Había llegado a Río de Janeiro y hablaba por teléfono con un estudiante universitario que me había ayudado a rastrear otro documento, lo que Fawcett consideraba la prueba última que corroboraba su teoría de la existencia de una civilización perdida en el Amazonas. El manuscrito se encontraba en la Biblioteca Nacional de Brasil, en Río, y era tan antiguo y se hallaba en unas condiciones tan pésimas que lo conservaban en una caja fuerte. Yo había cumplimentado solicitudes formales y efectuado otras tantas por correo electrónico. Nada funcionó. Finalmente, como última tentativa, fui a Río en avión para solicitarlo en persona.

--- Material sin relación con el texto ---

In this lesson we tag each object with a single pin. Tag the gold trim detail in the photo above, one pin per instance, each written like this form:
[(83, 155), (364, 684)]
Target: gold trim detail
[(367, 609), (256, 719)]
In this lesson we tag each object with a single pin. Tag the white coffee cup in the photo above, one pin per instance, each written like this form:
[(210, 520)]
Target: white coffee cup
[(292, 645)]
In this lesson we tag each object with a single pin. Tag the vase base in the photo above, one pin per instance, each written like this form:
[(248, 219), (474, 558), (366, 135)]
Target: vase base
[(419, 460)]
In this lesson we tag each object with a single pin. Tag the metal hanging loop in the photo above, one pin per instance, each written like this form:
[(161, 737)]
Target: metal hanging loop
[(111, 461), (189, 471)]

Ubicada en el centro de un edificio neoclásico con columnas y pilastras corintias, la biblioteca contiene más de nueve millones de documentos: es el archivo más grande de Latinoamérica. Fui escoltado escaleras arriba hasta el departamento de manuscritos, una sala tapizada de libros que se prolongaba a lo largo de varios niveles hasta el techo, un vitral por el que se filtraba una luz tenue que revelaba, entre la grandiosidad de la estancia, ciertos indicios de deterioro: escritorios en estado ruinoso y bombillas polvorientas. En toda aquella área reinaba el silencio, y hasta el roce de las suelas de mis zapatos contra el suelo resultaba audible.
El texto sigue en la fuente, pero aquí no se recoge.